Results: Mice pre-exposed intranasally to a homologous StrepA isolate generated a cumulative, site-specific protective effect on subsequent infections, characterised by reduction of bacterial burden in NALT (analogue to human tonsil) and lungs. Protection was induced in the URT after a single infection and endured for at least 9 weeks. However, at least four repeated homologous intranasal infections were needed to induce significant cross-compartment protection at the skin site.

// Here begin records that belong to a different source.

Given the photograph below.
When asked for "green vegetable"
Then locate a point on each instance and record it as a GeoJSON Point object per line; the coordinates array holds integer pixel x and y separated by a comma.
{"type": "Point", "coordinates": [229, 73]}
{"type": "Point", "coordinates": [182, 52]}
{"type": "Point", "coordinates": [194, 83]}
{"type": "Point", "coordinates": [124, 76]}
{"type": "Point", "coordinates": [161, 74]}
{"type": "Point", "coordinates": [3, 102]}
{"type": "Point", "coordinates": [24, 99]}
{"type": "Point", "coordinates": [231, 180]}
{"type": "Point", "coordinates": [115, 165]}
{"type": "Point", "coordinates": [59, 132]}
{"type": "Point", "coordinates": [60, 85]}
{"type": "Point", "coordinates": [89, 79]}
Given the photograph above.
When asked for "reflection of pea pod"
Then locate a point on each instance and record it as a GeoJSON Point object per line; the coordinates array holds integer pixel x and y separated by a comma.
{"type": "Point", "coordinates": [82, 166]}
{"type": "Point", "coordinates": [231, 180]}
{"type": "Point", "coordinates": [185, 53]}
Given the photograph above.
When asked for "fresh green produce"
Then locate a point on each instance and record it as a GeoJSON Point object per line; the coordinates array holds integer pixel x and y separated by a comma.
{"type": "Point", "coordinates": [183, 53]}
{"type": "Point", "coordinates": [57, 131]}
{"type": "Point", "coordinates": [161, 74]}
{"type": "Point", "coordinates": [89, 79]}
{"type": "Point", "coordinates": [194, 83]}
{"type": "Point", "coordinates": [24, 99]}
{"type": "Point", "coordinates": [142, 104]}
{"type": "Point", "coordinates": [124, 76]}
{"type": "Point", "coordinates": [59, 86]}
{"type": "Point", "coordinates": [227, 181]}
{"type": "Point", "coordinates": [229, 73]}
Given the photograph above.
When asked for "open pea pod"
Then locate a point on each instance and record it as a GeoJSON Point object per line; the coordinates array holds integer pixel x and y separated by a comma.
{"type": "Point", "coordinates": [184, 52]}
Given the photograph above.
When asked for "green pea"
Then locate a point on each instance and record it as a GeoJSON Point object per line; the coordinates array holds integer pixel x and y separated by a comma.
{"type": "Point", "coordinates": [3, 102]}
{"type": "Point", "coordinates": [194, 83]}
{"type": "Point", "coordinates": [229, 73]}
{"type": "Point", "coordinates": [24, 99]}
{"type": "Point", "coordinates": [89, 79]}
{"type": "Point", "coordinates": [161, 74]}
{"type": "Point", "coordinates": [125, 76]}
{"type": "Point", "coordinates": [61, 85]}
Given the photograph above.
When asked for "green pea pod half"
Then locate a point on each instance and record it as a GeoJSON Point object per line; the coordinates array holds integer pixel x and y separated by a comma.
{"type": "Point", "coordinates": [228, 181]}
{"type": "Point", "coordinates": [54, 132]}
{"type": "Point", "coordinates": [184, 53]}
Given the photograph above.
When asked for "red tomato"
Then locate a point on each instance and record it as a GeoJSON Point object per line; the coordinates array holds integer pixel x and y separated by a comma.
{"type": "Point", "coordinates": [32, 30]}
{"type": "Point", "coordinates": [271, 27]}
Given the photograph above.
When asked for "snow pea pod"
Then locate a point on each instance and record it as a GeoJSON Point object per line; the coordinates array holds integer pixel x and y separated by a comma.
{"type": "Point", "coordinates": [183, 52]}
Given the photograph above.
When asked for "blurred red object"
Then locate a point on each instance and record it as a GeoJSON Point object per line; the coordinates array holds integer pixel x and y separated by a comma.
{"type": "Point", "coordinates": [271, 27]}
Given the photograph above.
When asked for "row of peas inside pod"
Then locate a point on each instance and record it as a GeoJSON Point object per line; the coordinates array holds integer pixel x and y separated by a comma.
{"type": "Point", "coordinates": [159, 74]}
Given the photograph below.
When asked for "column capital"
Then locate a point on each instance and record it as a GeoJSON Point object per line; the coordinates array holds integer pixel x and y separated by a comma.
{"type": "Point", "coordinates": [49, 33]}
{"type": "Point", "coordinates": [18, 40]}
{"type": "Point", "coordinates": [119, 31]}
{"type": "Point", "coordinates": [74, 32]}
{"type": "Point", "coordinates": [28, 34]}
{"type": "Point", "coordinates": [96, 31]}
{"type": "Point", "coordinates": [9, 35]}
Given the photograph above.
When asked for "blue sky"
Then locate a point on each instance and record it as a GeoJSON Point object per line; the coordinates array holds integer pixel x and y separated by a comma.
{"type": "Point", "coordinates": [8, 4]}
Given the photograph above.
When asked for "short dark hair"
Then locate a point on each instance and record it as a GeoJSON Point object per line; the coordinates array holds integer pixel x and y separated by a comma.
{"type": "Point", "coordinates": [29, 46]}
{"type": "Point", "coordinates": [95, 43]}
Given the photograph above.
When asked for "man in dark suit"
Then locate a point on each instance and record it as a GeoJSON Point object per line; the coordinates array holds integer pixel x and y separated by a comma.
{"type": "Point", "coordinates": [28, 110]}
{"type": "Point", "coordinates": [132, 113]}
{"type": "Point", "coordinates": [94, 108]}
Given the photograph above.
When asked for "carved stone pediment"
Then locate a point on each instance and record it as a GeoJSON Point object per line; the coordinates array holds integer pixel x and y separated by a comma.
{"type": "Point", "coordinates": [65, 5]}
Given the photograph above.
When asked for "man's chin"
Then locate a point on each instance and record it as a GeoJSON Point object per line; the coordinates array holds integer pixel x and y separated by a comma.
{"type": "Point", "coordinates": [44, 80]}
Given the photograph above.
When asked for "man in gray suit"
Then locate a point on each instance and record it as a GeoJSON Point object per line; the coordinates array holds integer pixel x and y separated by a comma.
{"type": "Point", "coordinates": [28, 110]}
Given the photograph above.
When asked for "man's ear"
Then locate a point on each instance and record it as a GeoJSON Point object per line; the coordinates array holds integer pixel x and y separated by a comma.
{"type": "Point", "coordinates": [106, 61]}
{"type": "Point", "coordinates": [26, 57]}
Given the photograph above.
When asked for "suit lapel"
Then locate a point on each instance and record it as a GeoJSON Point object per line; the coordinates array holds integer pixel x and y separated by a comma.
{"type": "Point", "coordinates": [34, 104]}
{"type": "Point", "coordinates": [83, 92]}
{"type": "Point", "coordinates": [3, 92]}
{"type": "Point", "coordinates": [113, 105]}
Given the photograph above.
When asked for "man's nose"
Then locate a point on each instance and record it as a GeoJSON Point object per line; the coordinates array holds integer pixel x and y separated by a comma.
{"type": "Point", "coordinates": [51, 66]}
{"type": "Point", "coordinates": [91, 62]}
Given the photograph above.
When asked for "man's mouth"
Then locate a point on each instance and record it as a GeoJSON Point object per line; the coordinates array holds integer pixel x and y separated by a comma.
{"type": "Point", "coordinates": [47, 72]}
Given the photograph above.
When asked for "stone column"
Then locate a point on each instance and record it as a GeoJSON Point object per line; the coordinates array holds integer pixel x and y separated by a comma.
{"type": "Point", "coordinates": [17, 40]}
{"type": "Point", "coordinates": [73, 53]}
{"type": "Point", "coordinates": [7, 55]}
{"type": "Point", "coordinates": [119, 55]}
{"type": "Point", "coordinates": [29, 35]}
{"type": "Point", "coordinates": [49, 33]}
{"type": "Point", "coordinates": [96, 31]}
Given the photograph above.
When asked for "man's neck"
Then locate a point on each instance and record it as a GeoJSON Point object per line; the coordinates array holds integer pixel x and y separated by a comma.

URT immunity was associated with an increase of M1-specific salivary IgG and IgA, higher infiltration of neutrophils and effector memory CD4+ T cells into the lungs and increased IL-17A secretion by lung immune cells. The importance of IL-17 for site-specific protection was confirmed in IL-17 KO mice, which did not develop a protective response in the URT following StrepA challenge, even when previously infected multiple times. Repeated URT mucosal infections generated cross-compartment immunity at the skin site that was not associated with changes in IL-17 levels, but correlated with germinal centre activity , as detected by increased levels of sera CXCL13 and expansion of CD4+ T cells in the splenic follicles.
Conclusion: Altogether, our data show that different immune mechanisms operate at different sites of StrepA infection. Induction of local immune response is the key to protective immunity and therefore must be taken into consideration for vaccine designing and delivery strategies.